Un travail indépendant sur l’œuvre d’une photographe aussi majeure que Diane Arbus est-il encore possible aujourd’hui ? Que cela soit en matière d’exposition, d’essai ou de publication scientifique le contournement des Estates et autres fondations est sans doute l’un des écueils majeurs de la recherche aujourd’hui. On ne compte plus les publications ou rétrospectives incomplètes ou tout simplement avortées par l’action d’ayants droit scrupuleux. Aussi saluons ici le projet indépendant présenté par Pierre Leguillon à la Kadist Art Foundation jusqu’au 8 février 2009: une rétrospective des travaux réalisés par Diane Arbus pour la presse de 1960 à 1971.
En accrochant aux murs de la fondation Kadist les originaux des magazines dans lesquels Arbus à publié parmi les plus belles pages de l’histoire de la photographie d’auteur dans la presse, Leguillon réalise l’archéologie d’un dialogue fécond entre photographie et une forme aujourd’hui disparue d’édition. Les pages placardées permettent au visiteur d’étudier dans leur jus les mises en pages soigneusement élaborées par une Diane Arbus qui rédigeait souvent ses propres légendes. Et l’on va ainsi des couvertures en couleurs des débuts, réalisées en collaboration avec son mari Allan, jusqu’aux dernières publications notamment celle d’Art Forum de mai 1971, à peine deux mois avant qu'elle ne se donne la mort. On y voit directement sur papier glacé s’opérer le glissement progressif d’une photographe publicitaire vers l’exposition franche d’une technique directe élaborant une œuvre sur les réalités sans fard de la société américaine de la guerre du Vietnam et de la lutte pour les droits civiques.

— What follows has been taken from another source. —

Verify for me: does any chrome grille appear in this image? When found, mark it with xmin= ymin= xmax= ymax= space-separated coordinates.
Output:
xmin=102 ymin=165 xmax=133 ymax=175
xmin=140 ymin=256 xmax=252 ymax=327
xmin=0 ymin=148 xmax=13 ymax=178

«People Who Think They Look Like Other People.», Nova (Octobre 1969) Copyright (c) 1969 The Estate of Diane Arbus, LLC


Pour le public français c’est ici non seulement l’occasion unique de découvrir la version moderne du "vintage", mais c’est également un retour aux sources, puisque pendant longtemps le seul ouvrage francophone sur Arbus fut la traduction par les éditions Herscher de Diane Arbus, Magazine Work de Marvin Israel et Doon Arbus publié par Aperture en 1984. Et l’on pourra mesurer ainsi l’écart entre cette dernière version de l’histoire et la présentation faite à la fondation Kadist : où l’on découvre notamment une Reine d’Angleterre chromo, ou l’extravagante Mae West imprimée et donc photographiée en couleur. Contournant le contrôle par l’objet publié et dépassant le simple goût du collectionneur, cette rétrospective est un objet ouvert sur la recherche qui invite, par la pile de magazines posée à même le sol de l’exposition, à feuilleter de nouveau le cœur de l’œuvre d’Arbus. On terminera en évoquant la « partie contemporaine » de l’exposition matérialisée par ces rapprochements dont Leguillon à le goût, si ce n'est la science, en faisant dialoguer discrètement mais efficacement les images d’Arbus avec des publications de Walker Evans, Wolfgang Tillmans ou La Documentation Céline Duval, démontrant s’il en était encore besoin l’héritage fécond des publications originales de la photographe new-yorkaise.

Pierre Leguillon présente « Diane Arbus: rétrospective imprimée 1960-1971 », Kadist Art Foundation, 21 rue des Trois Frères, 75018 Paris du 6 décembre 2008 au 7 février 2009, puis au Centre Régionale de la Photographie Nord Pas-de-Calais de Douchy-les-Mines (59282) du 28 mars au 1er juin 2009.